Liquor & Gaming NSW

Agency overview
- Formed: February 2016
- Preceding agencies: NSW Office of Liquor Gaming & Racing; Liquor Administration Bureau; Licensing Court of New South Wales;
- Jurisdiction: New South Wales
- Headquarters: 12 Darcy Street, Parramatta
- Employees: 240
- Agency executive: Emma Hogan, Secretary, Department of Customer Service;
- Key documents: Liquor Act 2007 (NSW); Gaming Machines Act 2001 (NSW); Gaming And Liquor Administration Act 2007 (NSW); 2 more Registered Clubs Act 1976 (NSW) ; Casino Control Act 1992 (NSW) ; ;
- Website: http://www.liquorandgaming.nsw.gov.au

Footnotes
- In 2007 some functions of the former Liquor Administration Board were transferred to the newly created Independent Liquor and Gaming Authority.

= Liquor & Gaming NSW =

Agency of New South Wales Government

Liquor & Gaming NSW is an agency of the Government of New South Wales, that is part of the Customer Service cluster.

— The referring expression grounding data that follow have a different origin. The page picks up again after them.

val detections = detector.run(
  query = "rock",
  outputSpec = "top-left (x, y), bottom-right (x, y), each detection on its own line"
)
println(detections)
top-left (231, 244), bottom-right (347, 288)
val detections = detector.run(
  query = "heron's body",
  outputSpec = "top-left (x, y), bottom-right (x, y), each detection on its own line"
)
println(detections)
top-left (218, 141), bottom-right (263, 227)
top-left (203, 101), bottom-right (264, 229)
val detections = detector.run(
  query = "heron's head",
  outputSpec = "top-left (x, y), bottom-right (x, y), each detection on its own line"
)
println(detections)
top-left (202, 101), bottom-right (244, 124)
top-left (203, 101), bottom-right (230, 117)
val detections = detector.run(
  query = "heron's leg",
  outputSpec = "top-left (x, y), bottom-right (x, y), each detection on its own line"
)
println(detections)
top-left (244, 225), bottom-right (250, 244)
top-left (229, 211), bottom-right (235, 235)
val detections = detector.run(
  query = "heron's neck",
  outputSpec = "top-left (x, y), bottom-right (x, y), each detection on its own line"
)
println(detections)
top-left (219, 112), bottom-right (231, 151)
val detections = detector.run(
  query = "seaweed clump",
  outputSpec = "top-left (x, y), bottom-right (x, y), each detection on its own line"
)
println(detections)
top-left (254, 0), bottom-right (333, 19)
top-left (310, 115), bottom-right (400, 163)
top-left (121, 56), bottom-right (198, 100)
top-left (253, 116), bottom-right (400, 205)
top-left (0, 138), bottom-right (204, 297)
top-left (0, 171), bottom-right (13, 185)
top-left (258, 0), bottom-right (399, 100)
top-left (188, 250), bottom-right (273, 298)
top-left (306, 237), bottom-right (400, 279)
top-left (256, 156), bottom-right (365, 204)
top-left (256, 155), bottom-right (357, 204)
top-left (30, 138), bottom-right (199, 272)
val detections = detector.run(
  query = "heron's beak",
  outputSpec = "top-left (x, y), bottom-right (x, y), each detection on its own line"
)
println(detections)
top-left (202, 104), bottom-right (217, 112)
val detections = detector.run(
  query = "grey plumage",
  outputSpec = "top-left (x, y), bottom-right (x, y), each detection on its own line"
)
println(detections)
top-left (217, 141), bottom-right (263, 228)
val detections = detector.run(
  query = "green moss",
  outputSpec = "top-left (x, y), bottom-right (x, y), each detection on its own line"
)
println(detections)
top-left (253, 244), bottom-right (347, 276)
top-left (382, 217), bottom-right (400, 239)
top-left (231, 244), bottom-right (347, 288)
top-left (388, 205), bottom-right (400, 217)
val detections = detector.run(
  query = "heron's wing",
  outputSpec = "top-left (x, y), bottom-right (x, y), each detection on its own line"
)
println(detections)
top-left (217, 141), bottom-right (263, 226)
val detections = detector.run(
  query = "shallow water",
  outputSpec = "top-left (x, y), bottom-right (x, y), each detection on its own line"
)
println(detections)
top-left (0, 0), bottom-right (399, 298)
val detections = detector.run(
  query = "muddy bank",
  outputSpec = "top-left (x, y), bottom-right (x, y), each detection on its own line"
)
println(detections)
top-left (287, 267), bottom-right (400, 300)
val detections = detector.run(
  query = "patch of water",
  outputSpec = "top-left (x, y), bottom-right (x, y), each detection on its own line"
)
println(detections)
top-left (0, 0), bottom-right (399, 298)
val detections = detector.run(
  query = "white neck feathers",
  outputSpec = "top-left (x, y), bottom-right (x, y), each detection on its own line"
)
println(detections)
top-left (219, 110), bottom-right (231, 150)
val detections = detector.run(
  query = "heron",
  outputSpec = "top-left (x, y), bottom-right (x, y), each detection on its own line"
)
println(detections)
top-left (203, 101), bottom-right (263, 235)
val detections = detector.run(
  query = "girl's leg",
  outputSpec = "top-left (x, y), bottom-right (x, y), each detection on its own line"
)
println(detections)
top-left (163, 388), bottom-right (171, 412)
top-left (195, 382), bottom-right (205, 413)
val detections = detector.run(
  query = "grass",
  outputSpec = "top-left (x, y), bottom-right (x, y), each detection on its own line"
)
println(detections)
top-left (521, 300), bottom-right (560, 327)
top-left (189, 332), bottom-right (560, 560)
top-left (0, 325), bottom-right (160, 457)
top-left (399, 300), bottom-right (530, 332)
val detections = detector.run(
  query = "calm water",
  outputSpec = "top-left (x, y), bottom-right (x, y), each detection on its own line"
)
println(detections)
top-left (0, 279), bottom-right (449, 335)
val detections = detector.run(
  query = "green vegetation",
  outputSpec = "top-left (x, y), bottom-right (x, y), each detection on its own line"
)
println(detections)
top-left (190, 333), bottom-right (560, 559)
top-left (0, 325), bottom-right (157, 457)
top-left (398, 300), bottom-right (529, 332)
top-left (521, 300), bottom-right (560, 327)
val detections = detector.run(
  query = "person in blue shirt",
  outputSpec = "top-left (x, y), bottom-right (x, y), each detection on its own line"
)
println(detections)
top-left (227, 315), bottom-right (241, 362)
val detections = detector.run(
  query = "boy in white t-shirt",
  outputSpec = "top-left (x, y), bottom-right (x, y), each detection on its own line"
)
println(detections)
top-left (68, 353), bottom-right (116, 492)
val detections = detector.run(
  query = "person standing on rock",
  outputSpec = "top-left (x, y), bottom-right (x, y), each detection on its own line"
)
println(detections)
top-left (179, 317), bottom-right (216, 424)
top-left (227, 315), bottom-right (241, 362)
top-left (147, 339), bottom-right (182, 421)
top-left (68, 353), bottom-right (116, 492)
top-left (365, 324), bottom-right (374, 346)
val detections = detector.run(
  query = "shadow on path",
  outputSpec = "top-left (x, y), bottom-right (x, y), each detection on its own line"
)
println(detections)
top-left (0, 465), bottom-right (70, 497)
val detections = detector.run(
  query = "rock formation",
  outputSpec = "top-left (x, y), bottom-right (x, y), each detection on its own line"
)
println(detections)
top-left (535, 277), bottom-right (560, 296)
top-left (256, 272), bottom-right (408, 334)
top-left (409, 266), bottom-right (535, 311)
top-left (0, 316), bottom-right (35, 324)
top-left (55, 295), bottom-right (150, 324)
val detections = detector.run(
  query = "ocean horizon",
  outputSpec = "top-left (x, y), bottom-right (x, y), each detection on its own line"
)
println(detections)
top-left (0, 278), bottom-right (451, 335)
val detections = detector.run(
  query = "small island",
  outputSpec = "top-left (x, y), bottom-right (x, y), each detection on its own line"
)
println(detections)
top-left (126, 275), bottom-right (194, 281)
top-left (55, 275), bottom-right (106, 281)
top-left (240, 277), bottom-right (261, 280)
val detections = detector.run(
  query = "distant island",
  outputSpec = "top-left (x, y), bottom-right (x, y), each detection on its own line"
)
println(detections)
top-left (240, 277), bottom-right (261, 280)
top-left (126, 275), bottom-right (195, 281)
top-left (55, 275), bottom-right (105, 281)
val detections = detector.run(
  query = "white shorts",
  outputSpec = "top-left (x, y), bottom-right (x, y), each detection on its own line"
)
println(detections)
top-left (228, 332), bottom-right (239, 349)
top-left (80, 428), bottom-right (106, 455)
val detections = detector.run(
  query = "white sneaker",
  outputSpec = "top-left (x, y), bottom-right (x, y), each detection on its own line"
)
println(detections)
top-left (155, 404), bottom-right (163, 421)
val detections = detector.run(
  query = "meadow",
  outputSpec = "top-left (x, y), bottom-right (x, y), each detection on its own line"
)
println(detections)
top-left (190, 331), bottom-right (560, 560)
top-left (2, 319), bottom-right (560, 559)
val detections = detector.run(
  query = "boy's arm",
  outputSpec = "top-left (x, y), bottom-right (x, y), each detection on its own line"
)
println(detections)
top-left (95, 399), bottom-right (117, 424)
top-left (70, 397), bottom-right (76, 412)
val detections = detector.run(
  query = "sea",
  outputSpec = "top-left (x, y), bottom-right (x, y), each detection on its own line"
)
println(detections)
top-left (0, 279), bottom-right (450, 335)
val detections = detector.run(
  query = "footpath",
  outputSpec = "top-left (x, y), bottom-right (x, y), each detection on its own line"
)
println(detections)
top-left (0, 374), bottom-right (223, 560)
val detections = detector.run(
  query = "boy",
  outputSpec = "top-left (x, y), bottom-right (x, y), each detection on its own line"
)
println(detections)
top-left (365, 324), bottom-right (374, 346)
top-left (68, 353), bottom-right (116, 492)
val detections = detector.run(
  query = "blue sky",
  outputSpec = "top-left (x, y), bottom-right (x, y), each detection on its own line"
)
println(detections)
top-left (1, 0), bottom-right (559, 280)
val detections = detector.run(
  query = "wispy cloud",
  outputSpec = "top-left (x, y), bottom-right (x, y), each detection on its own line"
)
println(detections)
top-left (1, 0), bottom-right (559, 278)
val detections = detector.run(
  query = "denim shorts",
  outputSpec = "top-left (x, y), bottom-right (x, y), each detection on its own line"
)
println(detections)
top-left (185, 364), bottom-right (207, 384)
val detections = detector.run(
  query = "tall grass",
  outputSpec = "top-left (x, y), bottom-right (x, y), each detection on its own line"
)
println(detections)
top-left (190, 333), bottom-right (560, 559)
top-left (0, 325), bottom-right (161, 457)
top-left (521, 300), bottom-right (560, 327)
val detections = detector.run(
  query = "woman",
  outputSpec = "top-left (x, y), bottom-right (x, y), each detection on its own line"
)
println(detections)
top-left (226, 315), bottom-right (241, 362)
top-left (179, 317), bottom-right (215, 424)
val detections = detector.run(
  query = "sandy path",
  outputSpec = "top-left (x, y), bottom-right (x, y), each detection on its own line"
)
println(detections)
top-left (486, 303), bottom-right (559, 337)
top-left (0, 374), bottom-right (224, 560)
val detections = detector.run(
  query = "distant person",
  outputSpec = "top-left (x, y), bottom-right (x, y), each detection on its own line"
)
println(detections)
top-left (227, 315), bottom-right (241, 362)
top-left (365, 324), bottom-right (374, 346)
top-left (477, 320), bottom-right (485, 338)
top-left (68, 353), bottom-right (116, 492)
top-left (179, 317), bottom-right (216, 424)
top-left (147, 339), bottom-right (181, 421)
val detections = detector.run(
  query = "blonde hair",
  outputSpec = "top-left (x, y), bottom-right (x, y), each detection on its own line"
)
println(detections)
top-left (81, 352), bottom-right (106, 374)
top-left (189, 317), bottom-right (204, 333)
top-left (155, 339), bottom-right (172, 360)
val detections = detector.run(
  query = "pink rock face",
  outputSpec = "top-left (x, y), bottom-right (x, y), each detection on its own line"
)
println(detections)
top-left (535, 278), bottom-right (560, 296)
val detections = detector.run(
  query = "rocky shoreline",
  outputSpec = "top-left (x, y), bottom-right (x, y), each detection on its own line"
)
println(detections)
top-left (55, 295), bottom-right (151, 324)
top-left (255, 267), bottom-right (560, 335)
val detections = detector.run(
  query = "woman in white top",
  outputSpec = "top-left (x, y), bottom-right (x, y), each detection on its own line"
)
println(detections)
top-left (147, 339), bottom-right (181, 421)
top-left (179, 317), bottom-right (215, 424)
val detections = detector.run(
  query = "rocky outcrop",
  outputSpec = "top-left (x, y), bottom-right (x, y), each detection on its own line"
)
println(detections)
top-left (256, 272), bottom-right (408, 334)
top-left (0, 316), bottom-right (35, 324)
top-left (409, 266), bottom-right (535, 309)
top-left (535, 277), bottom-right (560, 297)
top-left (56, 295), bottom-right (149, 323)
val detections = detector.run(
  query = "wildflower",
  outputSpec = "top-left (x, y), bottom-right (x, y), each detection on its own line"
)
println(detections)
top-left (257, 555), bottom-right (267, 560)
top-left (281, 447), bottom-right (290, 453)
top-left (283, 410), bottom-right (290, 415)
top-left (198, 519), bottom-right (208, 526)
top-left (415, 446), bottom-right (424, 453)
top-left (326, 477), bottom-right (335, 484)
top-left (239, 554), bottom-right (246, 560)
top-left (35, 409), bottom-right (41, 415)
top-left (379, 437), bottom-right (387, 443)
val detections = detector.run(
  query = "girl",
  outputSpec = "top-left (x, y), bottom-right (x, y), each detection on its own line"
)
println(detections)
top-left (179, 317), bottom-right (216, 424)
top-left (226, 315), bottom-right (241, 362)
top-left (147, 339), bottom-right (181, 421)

Liquor and Gaming NSW is responsible for the development, implementation and integrity of the regulatory framework for liquor sales, licensed clubs, gaming activities and casino regulation in the state of New South Wales, Australia.

The agency reports to the Minister for Customer Service and Digital Government.

Liquor and Gaming NSW also provides Secretariat services to the Independent Liquor and Gaming Authority, which determines licence applications and makes associated decisions, and exercises some decision-making delegations granted by the Authority.